1,120 unfit school buses
Private educational institutions, which are more interested and inclined in collecting humongous fees and donations, are paying a lip service to school buses.
These buses do not have fitness certificates from the RTA
- Educational institutions care a hoot for rules
- Transport authorities react only after a tragedy
- Small schools generally ply old buses which have outlived their life
- They also appoint inexperienced drivers at low salary
Private educational institutions, which are more interested and inclined in collecting humongous fees and donations, are paying a lip service to school buses. In the wake of the accident at Toopran, parents now fear for the safety of their children, who commute in school buses.
According to the Road Transport Authority (RTA), every school bus has to be checked for fitness every year, apparently not many school managements are doing this. Fitness certificate is mandatory for the school buses to ferry-out children but statistics with the transport authorities state that 1120 school buses are running without fitness certificate in the city.
There are about 7,800 school buses that run in the city. These buses have to be certified by the RTA, which would issue fitness certificate in the month of May, making them eligible to ferry children. The RTA issues fitness certificate for a period of one year and the last date for the school buses expires on May 15. However, 720 buses registered in Ranga Reddy district and 400 registered in the city are running without fitness certificates. It has been more than two months since the deadline has passed.
A few are even blaming the RTA officials for being callous during inspections. It was alarming to find that the number of buses without safety certificates is increasing every year.
In the wake of the accident, the RTA is now on a seizure mode, “We have got orders from the top brass to seize the vehicles (school buses) that are running without fitness certificates. We have already deployed teams which would be checking the condition of the buses, and other required documentation,” informed an official from the RTA.
RTA officials are also blaming the school managements. They say that managements aren’t taking fitness certificate even after seizing vehicles.

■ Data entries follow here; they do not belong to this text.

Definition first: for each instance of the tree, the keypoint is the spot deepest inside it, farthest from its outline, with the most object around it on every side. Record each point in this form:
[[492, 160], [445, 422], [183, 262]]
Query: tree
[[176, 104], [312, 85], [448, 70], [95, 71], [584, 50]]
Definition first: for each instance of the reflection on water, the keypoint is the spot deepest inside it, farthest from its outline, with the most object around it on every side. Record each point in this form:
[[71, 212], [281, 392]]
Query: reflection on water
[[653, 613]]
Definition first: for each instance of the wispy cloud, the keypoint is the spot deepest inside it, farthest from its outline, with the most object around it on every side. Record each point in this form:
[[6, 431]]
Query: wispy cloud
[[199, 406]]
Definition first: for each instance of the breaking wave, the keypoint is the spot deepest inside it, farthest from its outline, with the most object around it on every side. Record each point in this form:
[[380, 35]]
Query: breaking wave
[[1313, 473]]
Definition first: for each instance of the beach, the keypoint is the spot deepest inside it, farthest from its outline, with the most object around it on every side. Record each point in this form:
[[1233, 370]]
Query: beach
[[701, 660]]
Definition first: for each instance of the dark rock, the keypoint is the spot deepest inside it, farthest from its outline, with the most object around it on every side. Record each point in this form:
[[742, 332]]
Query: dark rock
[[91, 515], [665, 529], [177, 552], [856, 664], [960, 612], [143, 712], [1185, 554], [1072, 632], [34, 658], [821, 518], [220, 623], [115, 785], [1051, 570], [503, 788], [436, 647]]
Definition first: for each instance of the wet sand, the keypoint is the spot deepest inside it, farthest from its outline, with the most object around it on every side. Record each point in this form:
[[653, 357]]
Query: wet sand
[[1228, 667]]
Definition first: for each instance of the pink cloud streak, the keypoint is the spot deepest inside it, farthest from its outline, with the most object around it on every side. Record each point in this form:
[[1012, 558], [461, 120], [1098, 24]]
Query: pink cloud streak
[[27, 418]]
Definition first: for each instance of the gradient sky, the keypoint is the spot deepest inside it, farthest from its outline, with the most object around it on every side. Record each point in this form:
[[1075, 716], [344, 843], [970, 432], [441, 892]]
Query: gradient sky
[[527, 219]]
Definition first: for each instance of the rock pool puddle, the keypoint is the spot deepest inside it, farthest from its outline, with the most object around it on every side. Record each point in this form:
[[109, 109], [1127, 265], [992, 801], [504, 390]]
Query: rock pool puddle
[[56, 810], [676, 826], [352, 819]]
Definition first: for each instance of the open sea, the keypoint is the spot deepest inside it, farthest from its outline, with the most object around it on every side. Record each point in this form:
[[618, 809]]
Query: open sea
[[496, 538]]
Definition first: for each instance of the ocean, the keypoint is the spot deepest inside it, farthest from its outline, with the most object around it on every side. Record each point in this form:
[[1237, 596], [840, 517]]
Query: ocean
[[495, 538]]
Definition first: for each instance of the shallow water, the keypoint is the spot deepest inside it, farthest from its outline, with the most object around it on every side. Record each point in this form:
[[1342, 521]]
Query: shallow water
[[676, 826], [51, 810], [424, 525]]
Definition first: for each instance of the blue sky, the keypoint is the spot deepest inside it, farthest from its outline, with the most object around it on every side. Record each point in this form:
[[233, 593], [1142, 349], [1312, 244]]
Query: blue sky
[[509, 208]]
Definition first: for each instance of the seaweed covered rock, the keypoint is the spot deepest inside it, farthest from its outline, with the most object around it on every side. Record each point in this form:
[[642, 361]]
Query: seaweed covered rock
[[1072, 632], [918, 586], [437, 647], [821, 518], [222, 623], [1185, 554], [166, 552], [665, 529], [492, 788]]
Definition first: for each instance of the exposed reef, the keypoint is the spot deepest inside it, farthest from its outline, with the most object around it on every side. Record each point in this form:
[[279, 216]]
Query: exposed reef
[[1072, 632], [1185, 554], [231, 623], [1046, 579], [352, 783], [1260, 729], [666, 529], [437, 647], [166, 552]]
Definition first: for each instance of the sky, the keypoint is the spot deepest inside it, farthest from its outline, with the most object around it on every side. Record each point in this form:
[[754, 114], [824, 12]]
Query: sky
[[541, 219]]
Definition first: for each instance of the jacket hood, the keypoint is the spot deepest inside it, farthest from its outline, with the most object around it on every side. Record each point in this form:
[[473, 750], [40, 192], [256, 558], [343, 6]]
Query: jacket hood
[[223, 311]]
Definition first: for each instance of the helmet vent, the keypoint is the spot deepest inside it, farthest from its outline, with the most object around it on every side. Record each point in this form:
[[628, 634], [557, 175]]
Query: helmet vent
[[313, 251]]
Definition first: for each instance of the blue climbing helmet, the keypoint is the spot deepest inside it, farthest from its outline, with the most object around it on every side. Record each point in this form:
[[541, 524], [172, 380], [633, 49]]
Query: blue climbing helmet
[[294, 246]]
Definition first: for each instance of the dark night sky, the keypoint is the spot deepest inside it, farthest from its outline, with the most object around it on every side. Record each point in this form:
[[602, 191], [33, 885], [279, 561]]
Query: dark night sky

The scenario was different when compared to international or bigger schools. It was noted that only International Schools could afford safer buses manufactured by makers like Volvo and Isuzu, while smaller schools like the one involved in the accident were mini buses by Eicher or Swaraj Mazda. In most cases smaller schools purchase vehicles which have outlived their life for meagre prices from unauthorised dealers.
They also do not have trained drivers to ferry children. These drivers are often over-worked or juggle with other work during day. Apart from these, most of these inexperienced drivers are oblivious to safety measures of the vehicle they drive.